Whatever Happens in Game Seven, Jokic's Playoff Debut has Given Nuggets Reasons for Optimism


Kit Shepard | April 26th, 2019

There is more skepticism around the Denver Nuggets than your typical two-seed. Despite challenging the Golden State Warriors for the top spot in the West for much of the year and finishing with a 54-28 record, the Nuggets’ inexperience led to many questioning their playoff acumen, especially when they matched-up against the wily, veteran-laden San Antonio Spurs in the first round. And although the Texas outfit forced a game seven last night with a 120-103 victory at home, the performance of Nikola Jokic should give Denver heart that they have a superstar who can shine in the postseason for years to come.

Jokic personified the argument that the Nuggets would underachieve in the playoffs. A stellar regular season had earnt him his first all-star appearance and an all-NBA selection will certainly follow, but his lack of athleticism, labored style and supposedly passive nature on the court implied that he would struggle in the intensity of his inaugural postseason.


The Serbian center put those doubts to bed last night, lumbering his way to 43 points (a Nuggets playoff record), 12 rebounds and nine assists, as he displayed his sensational all-around offensive game. With usual running mate Jamal Murray struggling and Spurs stars LaMarcus Aldridge and DeMar DeRozan rolling back the years by sinking a plethora of mid-range shots, Jokic kept Denver in the game with sensational shot-making:

Plays dismissed the narrative that Jokic is too deferential; he had enough time to awkwardly hand-off to Murray and hope that his team-mate could create something from nothing, but he was willing to take on the responsibility himself, showing his ability to find ways to score when possessions go awry.

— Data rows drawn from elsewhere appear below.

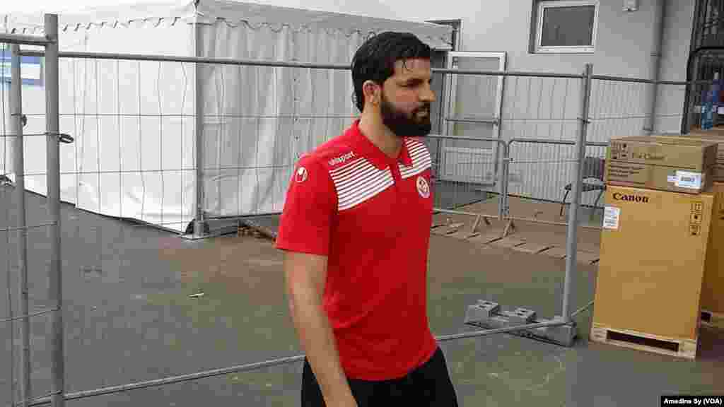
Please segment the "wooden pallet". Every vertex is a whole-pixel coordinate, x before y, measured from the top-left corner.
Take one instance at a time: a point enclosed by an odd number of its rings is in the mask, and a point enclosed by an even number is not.
[[[702,324],[724,330],[724,314],[702,311]]]
[[[599,343],[686,359],[696,358],[699,345],[698,339],[670,338],[630,330],[610,328],[595,323],[591,328],[590,337],[591,340]]]

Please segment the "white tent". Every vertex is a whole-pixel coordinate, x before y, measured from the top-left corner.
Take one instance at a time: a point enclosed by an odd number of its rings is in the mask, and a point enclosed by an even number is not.
[[[412,32],[439,50],[451,43],[447,26],[218,0],[97,7],[59,20],[61,51],[347,64],[382,31]],[[40,13],[0,16],[0,29],[41,35],[42,22]],[[205,217],[279,212],[297,157],[357,114],[346,70],[199,67],[62,59],[60,130],[75,140],[60,148],[62,199],[185,230],[196,214],[201,137]],[[43,86],[25,85],[22,104],[26,188],[44,195],[45,140],[34,135],[45,131]],[[4,89],[0,130],[9,132]],[[12,178],[4,140],[0,172]]]

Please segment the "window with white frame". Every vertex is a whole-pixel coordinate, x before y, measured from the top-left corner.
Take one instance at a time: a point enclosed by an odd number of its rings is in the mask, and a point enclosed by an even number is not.
[[[539,1],[534,52],[593,52],[598,25],[597,0]]]

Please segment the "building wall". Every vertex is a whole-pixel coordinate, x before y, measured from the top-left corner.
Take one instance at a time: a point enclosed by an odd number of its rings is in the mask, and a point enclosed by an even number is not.
[[[505,51],[509,71],[578,74],[586,64],[592,63],[594,75],[650,79],[660,1],[639,0],[635,12],[623,11],[623,0],[600,1],[595,51],[589,54],[532,53],[536,0],[448,0],[417,4],[415,7],[392,0],[386,3],[391,7],[396,4],[395,12],[408,19],[461,20],[460,51]],[[689,1],[665,1],[667,14],[660,79],[685,80],[694,5]],[[469,81],[489,81],[489,78],[466,77],[465,80],[468,83],[463,85],[469,86]],[[655,132],[678,130],[684,88],[660,86]],[[594,80],[590,107],[592,122],[587,140],[605,143],[612,137],[646,134],[653,89],[650,84]],[[506,78],[502,138],[576,140],[581,91],[581,80],[576,79]],[[485,97],[493,96],[481,95]],[[481,110],[486,104],[481,101]],[[573,146],[514,143],[510,152],[511,194],[560,200],[563,187],[573,180]],[[586,154],[603,157],[605,148],[590,147]],[[584,193],[583,202],[593,204],[596,197],[594,193]]]

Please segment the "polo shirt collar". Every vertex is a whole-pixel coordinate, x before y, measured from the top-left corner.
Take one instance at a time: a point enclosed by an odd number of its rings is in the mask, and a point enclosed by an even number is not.
[[[405,167],[412,167],[412,157],[410,156],[410,151],[408,151],[407,143],[404,140],[397,159],[392,159],[362,134],[359,129],[359,119],[355,119],[350,130],[355,140],[353,148],[358,150],[360,155],[367,159],[379,169],[384,169],[396,163]]]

He played anything but hero ball, though, using his team-mates at the right moments:

Here, Jokic has a clear mismatch against Patty Mills, who is a full foot shorter than him. Yet instead of hastily forcing the issue and thinking he has to score, the 24-year-old calmly waited for the Spurs to send multiple players to help Mills and, at the split-second when both Aldridge and DeRozan commit to him, found Murray for a wide open corner three with perfectly-timed pass. This was far from his most eye-catching assist of the night, but it demonstrated how Jokic’s unselfish style helps the Nuggets, rather than hinders them.

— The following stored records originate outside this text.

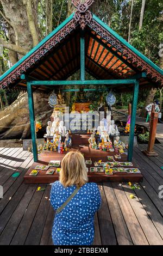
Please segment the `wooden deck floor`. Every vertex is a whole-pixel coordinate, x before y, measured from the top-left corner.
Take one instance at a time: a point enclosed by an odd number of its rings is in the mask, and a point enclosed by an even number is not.
[[[141,167],[141,189],[107,182],[99,184],[102,204],[95,217],[94,245],[163,245],[163,145],[157,144],[159,156],[147,158],[134,149],[134,160]],[[51,186],[24,184],[23,176],[33,162],[31,153],[22,148],[0,148],[0,245],[52,245],[54,212],[48,200]],[[12,174],[20,170],[20,175]],[[40,185],[44,191],[36,192]],[[135,197],[131,199],[130,195]]]

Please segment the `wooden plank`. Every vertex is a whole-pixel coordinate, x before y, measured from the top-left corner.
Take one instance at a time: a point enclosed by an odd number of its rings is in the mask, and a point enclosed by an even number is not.
[[[36,162],[38,160],[37,155],[37,146],[36,142],[36,134],[35,130],[35,112],[33,101],[33,95],[32,92],[32,84],[27,81],[27,92],[28,92],[28,106],[29,111],[29,119],[30,123],[30,130],[32,142],[33,153],[34,161]]]
[[[101,238],[100,228],[98,223],[97,214],[96,212],[95,216],[95,237],[93,240],[93,245],[102,245]]]
[[[0,184],[1,185],[3,185],[11,175],[17,170],[19,167],[23,163],[24,159],[22,159],[22,157],[25,153],[26,152],[22,151],[18,155],[17,157],[15,157],[15,160],[12,160],[10,162],[9,166],[7,166],[4,171],[1,171],[0,173]]]
[[[140,185],[153,202],[158,211],[163,216],[163,200],[159,198],[158,194],[145,179],[143,179],[142,182],[140,183]]]
[[[33,157],[30,156],[28,158],[29,160],[29,166],[31,165],[31,162],[33,161]],[[25,169],[26,171],[26,169]],[[0,201],[0,214],[3,211],[4,209],[7,207],[7,205],[8,204],[10,203],[9,200],[9,198],[12,197],[15,194],[17,194],[18,196],[18,192],[17,190],[20,186],[21,186],[21,184],[23,181],[23,176],[24,174],[23,171],[21,173],[21,174],[18,176],[17,179],[14,182],[14,184],[10,187],[10,188],[7,191],[5,194],[3,196],[3,200]]]
[[[36,190],[36,185],[30,185],[20,202],[17,207],[8,221],[3,231],[0,236],[0,245],[9,245],[18,224],[26,212],[28,205]],[[29,216],[30,217],[30,216]]]
[[[143,166],[143,168],[141,168],[141,172],[147,180],[150,180],[149,183],[153,185],[154,187],[158,187],[158,184],[162,184],[162,170],[153,164],[150,159],[148,159],[148,157],[146,159],[146,157],[145,156],[142,158],[142,153],[140,152],[137,149],[135,149],[134,155],[137,165],[140,167]],[[156,190],[157,190],[157,188]]]
[[[103,184],[103,188],[118,245],[133,245],[130,235],[111,183]]]
[[[137,219],[122,187],[116,183],[112,183],[112,186],[134,245],[148,245],[139,220]]]
[[[11,199],[9,202],[8,205],[5,209],[3,208],[2,209],[2,205],[1,204],[0,204],[1,211],[2,212],[3,210],[3,212],[1,215],[0,218],[0,234],[3,231],[5,225],[7,225],[10,218],[12,216],[12,214],[23,197],[28,186],[29,185],[22,184],[17,190],[14,196],[12,197]],[[8,201],[9,199],[9,198],[8,198]]]
[[[0,160],[1,159],[3,159],[3,157],[4,156],[6,156],[6,154],[5,154],[5,153],[7,152],[7,151],[9,150],[10,151],[11,151],[12,150],[12,149],[11,148],[3,148],[3,149],[1,150],[1,152],[0,152]]]
[[[30,154],[32,155],[32,154]],[[18,171],[20,172],[20,175],[24,174],[29,167],[32,164],[32,162],[30,160],[32,160],[33,159],[33,156],[30,156],[30,157],[28,156],[26,160],[21,164],[21,166],[18,167]],[[8,180],[3,185],[3,194],[4,194],[9,189],[9,188],[12,186],[13,184],[16,181],[17,179],[18,179],[20,176],[18,177],[12,177],[10,176],[10,178],[8,179]]]
[[[154,202],[153,202],[151,200],[142,187],[141,187],[140,190],[135,190],[134,191],[143,208],[146,209],[147,214],[152,220],[152,221],[157,229],[160,236],[162,237],[162,239],[163,239],[162,216],[155,207]]]
[[[149,217],[146,211],[142,207],[142,205],[134,191],[129,186],[126,185],[123,185],[122,187],[149,245],[163,245],[161,237]],[[135,198],[134,199],[130,198],[131,194],[135,196]]]
[[[0,160],[0,164],[1,166],[1,164],[3,163],[5,161],[9,159],[9,160],[11,160],[11,159],[12,159],[12,157],[10,157],[10,156],[12,156],[12,154],[14,154],[14,153],[16,152],[16,151],[20,149],[20,148],[10,148],[8,149],[4,154],[2,155],[2,157]],[[1,166],[0,166],[0,170],[1,169]]]
[[[55,211],[53,207],[50,205],[40,243],[40,245],[53,245],[52,230],[54,217]]]
[[[1,160],[1,164],[0,166],[0,172],[5,169],[6,166],[9,166],[11,161],[15,160],[17,156],[22,151],[23,149],[22,148],[17,148],[14,149],[10,151],[10,153],[7,155],[5,157],[2,159]]]
[[[102,197],[102,204],[97,215],[99,224],[102,245],[117,245],[112,223],[103,187],[99,185]]]
[[[81,136],[80,136],[81,137]],[[83,135],[80,138],[79,145],[83,145],[82,142],[85,138]],[[80,144],[82,143],[82,144]],[[97,150],[93,149],[89,149],[88,146],[78,147],[78,149],[84,155],[86,160],[91,159],[92,161],[92,167],[94,167],[94,162],[98,161],[99,159],[103,161],[107,161],[107,155],[108,152],[101,152],[100,150]],[[39,160],[37,162],[34,162],[30,167],[27,173],[24,175],[24,182],[26,184],[31,183],[51,183],[58,180],[59,174],[54,172],[52,175],[46,174],[43,170],[40,170],[39,174],[36,176],[29,175],[31,171],[34,169],[36,165],[38,164],[48,164],[51,160],[62,160],[65,155],[64,151],[63,154],[60,154],[57,152],[43,151],[39,155]],[[114,156],[114,153],[109,153],[109,155]],[[125,154],[122,154],[121,161],[127,161],[127,156]],[[87,166],[90,167],[90,166]],[[135,166],[136,167],[136,166]],[[55,168],[53,169],[56,169]],[[91,173],[88,172],[88,178],[90,182],[108,182],[116,181],[129,181],[139,182],[142,179],[141,174],[130,174],[127,173],[114,173],[113,175],[107,175],[104,172],[103,173]]]
[[[136,120],[136,114],[137,109],[137,103],[139,95],[139,82],[138,80],[136,80],[133,92],[133,101],[132,101],[132,109],[131,109],[131,122],[130,127],[130,133],[129,138],[129,149],[128,152],[128,160],[129,161],[132,161],[133,158],[133,152],[134,148],[134,139],[135,133],[135,125]]]
[[[31,186],[32,185],[29,185],[29,186]],[[39,184],[39,185],[35,185],[34,186],[34,193],[27,208],[27,210],[24,212],[10,245],[24,245],[25,243],[40,201],[44,194],[43,191],[39,192],[36,191],[37,186],[43,186],[42,184]],[[43,186],[43,187],[45,186],[46,185]],[[51,221],[52,222],[52,219]]]
[[[146,146],[145,145],[141,145],[139,148],[140,150],[144,150],[146,149]],[[154,147],[154,149],[155,149],[155,147]],[[160,151],[159,151],[159,150]],[[156,149],[156,151],[159,154],[158,156],[148,157],[148,159],[149,160],[150,162],[151,162],[151,161],[153,162],[155,164],[156,167],[158,167],[160,168],[161,166],[163,166],[163,151],[162,151],[161,149]],[[160,155],[159,155],[159,154]],[[163,177],[162,172],[161,173]]]
[[[37,245],[40,244],[50,203],[49,200],[45,199],[45,197],[49,197],[51,188],[51,186],[47,186],[46,187],[29,231],[25,245]],[[41,225],[40,223],[41,223]],[[39,227],[39,229],[38,227]]]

The Joker and Denver are far more vulnerable on the other end of the floor and it showed in the fourth quarter last night as they simply could not get stops down the stretch, turning a game that was highly-competitive through three quarters into a blowout. However, an impressive emphatic block by Jokic (with 2:15 left in the opening quarter) revealed that, if nothing else, he brings effort on defense and is capable of making momentum-shifting plays:


Regardless, for all Jokic’s heroics in game six, Denver was still defeated comprehensively, and he will need more help to prevent a first round exit. A Gregg Popovich Spurs team is one of the last sides that the young, unproven Nuggets would have wanted to face in a game seven, and the legendary coach will have a plan to expose every single Nuggets weakness that he has seen over the series.

But Jokic and co are heading home, and that alone should give them confidence. They went 34-7 at the Pepsi Center in the regular season, the best home record in the league. Meanwhile, the Spurs’ 16-25 road record was the second-worst of any playoff team. History is on Denver’s side too; the home team has won 104 of the 132 game sevens in NBA history.

A loss on Saturday night will ergo be a major disappointment, but it will be far from a catastrophe for Denver, as they have established their path to a title. In his first taste of the postseason, Jokic has silenced the naysayers by proving that he is more than capable of shouldering both the scoring and playmaking burden, and that he is not an outright liability on defense. Whether this is enough to get the Nuggets to the second round is to be decided but if it is not, their center’s performances against the Spurs are a pretty good consolation prize for a team that simply wanted to end a five-year streak of finishing in the lottery at the beginning of the year.

For now, the Nuggets may be no more than an ordinary playoff team. But in Nikola Jokic, they have unearthed an extraordinary postseason player.